L'avortement, ici et ailleurs

Droite chrétienne et gouvernement conservateur



Cet État, bien sûr, c'est le Canada, où l'on peut aujourd'hui interrompre une grossesse à peu près partout à l'intérieur de délais raisonnables. Mais c'est aussi le Canada de Stephen Harper, qui vient de faire une fleur à son électorat d'extrême-droite, en refusant d'inclure le recours à l'avortement dans son nouveau plan sur la santé des mères et des enfants, et ce, même dans les pays où l'avortement n'est pas illégal. C'est tout juste si le Canada acceptera de financer la contraception. Ce plan, on le sait, s'inscrit dans un projet qui sera proposé à la prochaine rencontre des pays du G8.
Le gouvernement prétend que ce projet vise à réduire la mortalité des femmes et des enfants, et pas à «tuer les enfants», l'ultra-conservateur faisant une équation entre «foetus» et «enfant». Autre raisonnement tordu: le plan vise la santé des mères, pas celle des femmes qui refusent la maternité.
Quels sophismes! Primo: la plupart des femmes qui s'avortent elles-mêmes sont déjà mères. Ces femmes de l'Afrique sub-saharienne ou du sous-continent asiatique ont trop d'enfants qu'elles n'ont pas les moyens de nourrir. Ou alors, elles ont été violées, dans l'une de ces innombrables guerres qui secouent le tiers-monde. Ou alors, elles ont été mariées de force. La tragique litanie pourrait s'allonger ad nauseam...
Secundo: les avortements artisanaux constituent l'un des plus grands risques de mortalité pour les femmes des pays pauvres. Selon l'Organisation mondiale de la santé, 13% des morts maternelles sont dues à des avortements bricolés avec des méthodes dangereuses.
Le débat autour de ce projet du G8 a souvent pris une tournure surréaliste. Ainsi, la sous-secrétaire d'État américaine Hillary Clinton a fait vertement la leçon au Canada, en déclarant lors d'une récente visite à Ottawa que l'accès à la contraception et à l'avortement est une condition inhérente à l'amélioration de la santé des femmes.
Elle a raison, bien sûr. Mais le paradoxe, c'est que contrairement au Canada, où l'avortement est décriminalisé depuis un quart de siècle, les États-Unis ont dressé d'innombrables barrières à l'accès à l'avortement. Si la Cour suprême l'a autorisé en 1973, une trentaine d'États limitent l'accès à l'avortement des bénéficiaires du Medicaid (le programme pour les indigents) aux cas de viol, d'inceste ou de danger imminent pour la survie de la mère, et une vingtaine d'États interdisent aux compagnies d'assurances privées d'inclure l'avortement dans leurs prestations.

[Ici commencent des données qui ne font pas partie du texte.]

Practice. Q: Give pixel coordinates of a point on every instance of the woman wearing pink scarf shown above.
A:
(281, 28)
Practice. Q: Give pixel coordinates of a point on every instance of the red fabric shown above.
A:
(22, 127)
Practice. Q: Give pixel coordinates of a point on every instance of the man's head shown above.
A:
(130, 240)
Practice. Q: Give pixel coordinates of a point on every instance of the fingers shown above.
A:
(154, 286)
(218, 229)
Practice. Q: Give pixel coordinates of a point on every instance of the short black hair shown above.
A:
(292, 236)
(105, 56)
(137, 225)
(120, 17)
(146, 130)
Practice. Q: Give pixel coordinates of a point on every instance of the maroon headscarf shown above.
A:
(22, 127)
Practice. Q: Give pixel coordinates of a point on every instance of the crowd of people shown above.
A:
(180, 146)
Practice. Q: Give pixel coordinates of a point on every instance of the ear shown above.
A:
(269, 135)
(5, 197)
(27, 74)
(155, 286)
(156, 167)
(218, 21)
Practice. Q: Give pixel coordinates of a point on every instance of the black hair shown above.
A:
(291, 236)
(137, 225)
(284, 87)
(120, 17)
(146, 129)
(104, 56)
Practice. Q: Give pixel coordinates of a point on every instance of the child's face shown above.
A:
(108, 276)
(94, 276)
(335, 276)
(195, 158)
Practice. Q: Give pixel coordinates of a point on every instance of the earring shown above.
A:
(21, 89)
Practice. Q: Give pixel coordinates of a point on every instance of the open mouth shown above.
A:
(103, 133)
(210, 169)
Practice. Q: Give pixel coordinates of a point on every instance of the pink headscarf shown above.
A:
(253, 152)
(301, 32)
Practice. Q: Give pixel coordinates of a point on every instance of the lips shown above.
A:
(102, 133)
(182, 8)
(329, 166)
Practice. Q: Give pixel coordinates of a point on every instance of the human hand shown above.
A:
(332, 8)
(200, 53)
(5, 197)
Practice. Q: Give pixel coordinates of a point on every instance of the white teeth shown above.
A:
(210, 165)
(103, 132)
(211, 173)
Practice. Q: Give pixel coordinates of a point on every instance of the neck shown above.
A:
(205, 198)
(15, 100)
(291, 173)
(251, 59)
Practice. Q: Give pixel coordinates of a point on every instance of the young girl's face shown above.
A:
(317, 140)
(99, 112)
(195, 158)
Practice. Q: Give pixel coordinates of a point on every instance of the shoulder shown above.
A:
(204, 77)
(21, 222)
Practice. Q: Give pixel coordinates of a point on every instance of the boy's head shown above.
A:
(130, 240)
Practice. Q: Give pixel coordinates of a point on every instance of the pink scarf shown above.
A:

Qui plus est, le président Obama vient de consentir aux «Pro-Life» une concession de taille, en s'engageant à ce que son futur programme d'assurance santé interdise l'octroi de fonds fédéraux pour l'avortement. Cette concession s'imposait par réalisme politique (sans cela, la réforme de l'assurance maladie n'aurait pas rallié une majorité au Congrès), mais disons que sur cette question, Mme Clinton devrait plutôt porter la bonne parole dans son propre pays plutôt qu'ici.
Comment expliquer l'obstination de M. Harper? Croit-il vraiment grappiller tant de votes sur une question qui concerne l'aide internationale (l'un des derniers soucis de la moyenne des électeurs)? Essaie-t-il de faire à l'étranger ce qu'il n'oserait jamais faire chez lui? On le sait, toute tentative de criminaliser à nouveau l'avortement se heurterait à une effroyable levée de boucliers dans l'opinion publique canadienne. Jamais un gouvernement Harper, même majoritaire, ne toucherait à pareille dynamite. Alors quoi? Fait-il triompher ses valeurs d'arrière-garde en pénalisant les femmes du tiers-monde? C'est plus facile que de s'en prendre aux Canadiennes. Et c'est particulièrement répugnant.